Biological controls for insects
Tifft said most of the large greenhouse tomato growers in the United States and Canada are using natural enemies for insect control. She said in most of these operations the use of natural enemies is standard operating procedure.
The use of these biological controls has become easier because they have been well researched,” she said. “ There are effective natural enemies and reliable suppliers with good distribution networks which can deliver the biologicals overnight.”
Tifft said the use of natural enemies can be more difficult for the small grower because the cost of shipping can be prohibitive.
“Most natural enemies need to be shipped overnight,” she said. “For small growers, the cost of shipping may be higher than the cost for the amount of product that’s needed. And there usually is no way for growers to store the natural enemies without dramatically reducing their efficacy. They have to be used right away.”
Tifft is currently working with a small vegetable grower to evaluate the option of using banker plants to determine the feasibility of producing a steady supply of natural enemies. She said the banker plant system that is most established is for aphid control. Cereal aphids are introduced into the greenhouse on monocotyledonous plants (i.e., cereal plants such as rye, barley and wheat).

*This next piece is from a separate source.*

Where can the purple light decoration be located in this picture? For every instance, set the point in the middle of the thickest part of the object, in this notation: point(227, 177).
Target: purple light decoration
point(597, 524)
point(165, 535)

The aphids serve as a food source for the parasitic wasp Aphidius colemani. The wasp, which reproduces on the cereal aphids, also feeds on several common greenhouse aphids. “
The banker plants allow for more reproduction and a consistent release of the parasitoids,” she said. “ There is a lot of potential to use banker plants with other hosts and predators.”

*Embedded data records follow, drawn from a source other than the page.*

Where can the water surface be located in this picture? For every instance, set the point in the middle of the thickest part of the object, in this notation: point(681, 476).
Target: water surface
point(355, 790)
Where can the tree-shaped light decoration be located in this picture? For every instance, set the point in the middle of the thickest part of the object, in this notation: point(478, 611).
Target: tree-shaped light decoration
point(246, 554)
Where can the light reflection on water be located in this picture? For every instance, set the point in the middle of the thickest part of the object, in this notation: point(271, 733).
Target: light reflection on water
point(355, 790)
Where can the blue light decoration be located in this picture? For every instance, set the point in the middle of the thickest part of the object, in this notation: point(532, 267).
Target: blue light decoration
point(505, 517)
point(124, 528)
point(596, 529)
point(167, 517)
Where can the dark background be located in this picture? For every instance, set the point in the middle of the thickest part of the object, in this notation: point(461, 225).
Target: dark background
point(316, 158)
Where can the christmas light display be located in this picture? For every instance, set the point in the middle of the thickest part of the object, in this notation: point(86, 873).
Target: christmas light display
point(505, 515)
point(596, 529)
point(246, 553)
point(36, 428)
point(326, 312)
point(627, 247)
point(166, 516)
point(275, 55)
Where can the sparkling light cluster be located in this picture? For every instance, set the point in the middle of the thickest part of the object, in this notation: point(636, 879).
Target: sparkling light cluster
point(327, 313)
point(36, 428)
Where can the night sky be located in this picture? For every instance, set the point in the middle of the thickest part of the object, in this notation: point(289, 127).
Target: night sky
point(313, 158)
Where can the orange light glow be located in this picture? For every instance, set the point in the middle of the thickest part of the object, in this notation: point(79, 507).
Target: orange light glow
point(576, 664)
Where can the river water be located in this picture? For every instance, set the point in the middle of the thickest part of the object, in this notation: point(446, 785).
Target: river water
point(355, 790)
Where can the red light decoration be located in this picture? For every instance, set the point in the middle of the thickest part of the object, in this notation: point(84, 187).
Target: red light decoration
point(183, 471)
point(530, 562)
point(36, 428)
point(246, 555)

Ensuring a successful IPDM program
Tifft said every greenhouse grower, whether vegetable or ornamental, is using some sort of pest management platform, whether it uses chemical, cultural or biological controls. She said the thing that causes most of these programs to fail is quick changes.

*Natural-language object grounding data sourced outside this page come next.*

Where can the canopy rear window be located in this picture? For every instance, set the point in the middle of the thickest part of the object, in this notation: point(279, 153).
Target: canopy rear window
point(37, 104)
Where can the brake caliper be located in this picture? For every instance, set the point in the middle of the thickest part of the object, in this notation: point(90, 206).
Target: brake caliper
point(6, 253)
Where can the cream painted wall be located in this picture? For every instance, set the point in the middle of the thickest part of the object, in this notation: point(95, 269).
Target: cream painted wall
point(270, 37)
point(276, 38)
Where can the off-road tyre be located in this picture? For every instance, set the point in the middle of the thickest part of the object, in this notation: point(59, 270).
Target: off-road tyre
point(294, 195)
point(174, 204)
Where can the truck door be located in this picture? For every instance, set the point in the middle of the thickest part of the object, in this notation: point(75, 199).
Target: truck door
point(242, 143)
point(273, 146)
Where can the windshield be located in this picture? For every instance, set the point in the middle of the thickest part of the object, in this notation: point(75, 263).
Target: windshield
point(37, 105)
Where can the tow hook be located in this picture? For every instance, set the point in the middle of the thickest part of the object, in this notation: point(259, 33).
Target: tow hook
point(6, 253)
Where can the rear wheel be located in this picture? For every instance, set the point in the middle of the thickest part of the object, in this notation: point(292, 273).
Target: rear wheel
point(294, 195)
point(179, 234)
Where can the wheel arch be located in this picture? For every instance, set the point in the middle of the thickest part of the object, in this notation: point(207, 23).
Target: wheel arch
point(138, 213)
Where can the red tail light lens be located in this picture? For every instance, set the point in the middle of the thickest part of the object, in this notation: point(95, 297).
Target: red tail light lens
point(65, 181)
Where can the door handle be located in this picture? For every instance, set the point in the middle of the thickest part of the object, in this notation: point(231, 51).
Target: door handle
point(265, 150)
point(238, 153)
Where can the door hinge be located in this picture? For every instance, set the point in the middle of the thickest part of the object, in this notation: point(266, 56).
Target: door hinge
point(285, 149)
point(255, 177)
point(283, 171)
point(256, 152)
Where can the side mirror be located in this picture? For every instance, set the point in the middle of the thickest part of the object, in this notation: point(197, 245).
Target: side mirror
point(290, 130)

“Consider an IPDM platform like a table,” she said. “If one of the legs of the table is kicked out, as in a change from a chemical to biological or biological to chemical platform, without putting in something to prop it up first, such as a new scouting plan or first switching to pesticides with less residual effects on natural enemies, the table will fall and the costs can be high. All of the changes to the platform need to be planned out. Each plan has to be tailored to the needs of the grower, the market, the crops, the climate and state restrictions.”
Tifft said she prefers that growers looking to incorporate biological controls into their IPDM programs first do trials in a separate greenhouse if possible. “
Ideally a grower would use a separate facility to avoid the effects of pesticide drift from another area,” she said. “Of course, this is not always practical. ere is a learning curve to using natural enemies, but IPDM when done correctly, will save money and lead to increased yields and higher quality fruit that sell for a better price. Reduced pesticide use also leads to fewer worker safety risks and less logistical challenges in terms of re-entry intervals.”